Implementation shape:

left = 0
right = n - 1
answer = -1

while left <= right:
    mid = left + (right - left) / 2
    if is_true(mid):
        answer = mid
        right = mid - 1
    else:
        left = mid + 1

return answer

Tests:

Pattern Expected
[false, false, true, true] 2
[true, true] 0
[false, false] -1
[true] 0
[false] -1

Correctness risk: using left < right with closed-interval updates can skip the last candidate.

Example 2: Backtracking combinations

Prompt:

“Return all combinations of k numbers chosen from 1..n.”

Invariant:

“The current path is strictly increasing and contains only choices made for the active recursion branch.”

Mutation rule:

  • push before recursing;
  • pop after recursing;
  • copy the path when storing an answer.

Buggy behavior:

answers.append(path)

If path is mutable, every stored answer may later become the same list. Correct behavior stores a copy at the ownership boundary.

Pruning rule:

If the remaining numbers cannot fill the path to length k, stop that branch. This improves practical performance while preserving correctness because no valid completion exists.

Example 3: Duplicate-aware two sum

Prompt:

“Return indexes of two numbers that sum to target.”

Correctness details:

  • The same array element cannot be used twice.
  • Duplicate values may be necessary, such as [3, 3] with target 6.
  • Index 0 is a valid answer index, so truthiness checks are unsafe.

Senior approach:

“As I scan, I will look for the complement in a map of previously seen values to indexes. I check before inserting the current value so I cannot reuse the same element.”

Tests:

Input Target Expected reason
[2,7,11,15] 9 Normal case.
[3,3] 6 Duplicate values, distinct indexes.
[0,4,3,0] 0 Index 0 and zero value are valid.
[1,2,3] 7 No answer behavior must match contract.
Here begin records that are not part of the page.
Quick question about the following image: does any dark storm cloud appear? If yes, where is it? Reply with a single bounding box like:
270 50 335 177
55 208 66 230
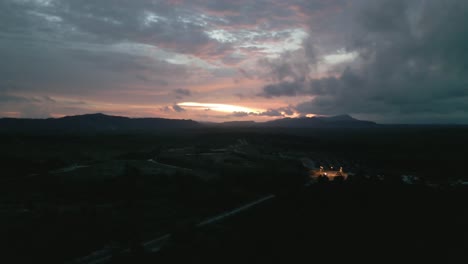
262 0 468 122
258 38 319 82
172 104 185 113
229 106 294 117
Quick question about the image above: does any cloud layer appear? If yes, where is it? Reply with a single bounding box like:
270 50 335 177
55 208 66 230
0 0 468 123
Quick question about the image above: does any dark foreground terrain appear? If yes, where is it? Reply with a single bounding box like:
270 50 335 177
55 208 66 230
0 126 468 263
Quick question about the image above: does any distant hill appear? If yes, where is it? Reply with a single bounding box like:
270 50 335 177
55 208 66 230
0 114 200 133
0 113 376 133
262 115 377 128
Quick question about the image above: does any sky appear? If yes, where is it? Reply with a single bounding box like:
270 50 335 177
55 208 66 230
0 0 468 124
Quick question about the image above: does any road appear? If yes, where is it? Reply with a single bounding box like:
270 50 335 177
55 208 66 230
68 194 276 264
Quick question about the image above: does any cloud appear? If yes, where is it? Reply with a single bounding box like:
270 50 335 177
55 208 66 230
228 106 295 117
260 0 468 122
172 104 185 113
174 88 192 96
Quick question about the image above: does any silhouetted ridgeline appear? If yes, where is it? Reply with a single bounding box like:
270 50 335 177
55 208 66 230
0 114 200 133
264 115 377 128
0 114 377 133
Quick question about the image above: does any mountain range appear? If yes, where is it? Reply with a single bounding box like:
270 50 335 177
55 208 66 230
0 113 376 133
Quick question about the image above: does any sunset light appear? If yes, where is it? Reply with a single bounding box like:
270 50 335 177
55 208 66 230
177 102 264 113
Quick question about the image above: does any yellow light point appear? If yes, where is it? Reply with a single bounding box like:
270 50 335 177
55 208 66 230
177 102 264 113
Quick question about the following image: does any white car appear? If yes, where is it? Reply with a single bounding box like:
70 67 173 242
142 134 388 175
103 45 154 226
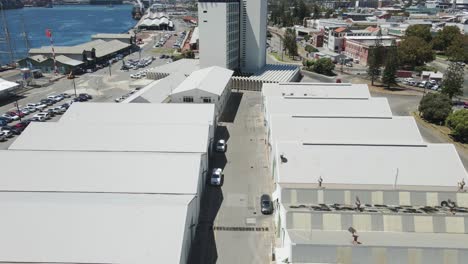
2 114 19 121
24 106 37 113
210 168 223 186
216 139 226 152
36 104 47 111
1 129 13 138
33 113 50 121
0 131 6 141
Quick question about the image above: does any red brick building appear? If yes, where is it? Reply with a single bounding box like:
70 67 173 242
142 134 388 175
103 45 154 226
343 36 396 65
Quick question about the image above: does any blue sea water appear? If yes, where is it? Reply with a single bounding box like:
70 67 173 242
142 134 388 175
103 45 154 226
0 5 136 64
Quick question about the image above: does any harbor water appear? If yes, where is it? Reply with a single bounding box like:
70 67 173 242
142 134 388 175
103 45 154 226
0 5 136 65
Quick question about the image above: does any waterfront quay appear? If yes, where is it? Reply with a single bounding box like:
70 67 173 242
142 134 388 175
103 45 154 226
0 17 192 149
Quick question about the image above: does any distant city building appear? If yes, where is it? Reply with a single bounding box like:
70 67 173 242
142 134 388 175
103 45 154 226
344 36 396 65
198 0 267 73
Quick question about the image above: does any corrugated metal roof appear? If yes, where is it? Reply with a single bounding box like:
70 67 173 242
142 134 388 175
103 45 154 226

The algorithm is simple; the correctness depends on ordering the lookup and insert correctly.

Practice prompts

Correctness drills

  • For ten common patterns, write the invariant before writing code.
  • Implement binary search using both closed and half-open interval conventions; test one- and two-element cases.
  • Write a sliding-window solution and identify exactly when the window becomes valid.
  • Implement backtracking that stores copied answers and verify stored results do not mutate.
  • For three map-based solutions, test missing key, zero value, and duplicate values.
  • For a string prompt, state the character representation assumption and add one non-ASCII test when relevant.
  • For a graph prompt, test disconnected, cyclic, and duplicate-value nodes.
  • Revisit an old solution and list every implicit assumption about nullability, mutation, and invalid input.

Self-check rubric

Score Evidence
1 You rely on samples and intuition rather than explicit correctness reasoning.
2 You handle common happy paths but miss boundary, duplicate, or mutation bugs.
3 You can state invariants for familiar patterns and test obvious edge cases.
4 You consistently align contract, invariant, loop updates, and tests under time pressure.
5 You can explain correctness trade-offs, recover from failed tests methodically, and identify production data hazards without overbuilding.

Reference card and field reference

Field reference

Correctness before cleverness

  • State the contract before optimizing.
  • Name the invariant before coding the core loop or recursion.
  • Check initialization, maintenance, progress, and termination.
  • Test empty, one-item, two-item, duplicate, boundary, no-answer, and maximum cases.
  • Treat mutation as an ownership question; copy at ownership boundaries.
  • Avoid sentinels that can collide with valid input.
  • Include recursion base cases and stack-depth awareness.
  • Use explicit presence checks when 0, false, or empty strings are valid values.
  • Ask about Unicode representation when user-visible string behavior matters.
  • Clarify invalid input handling; do not overbuild validation when input is guaranteed valid.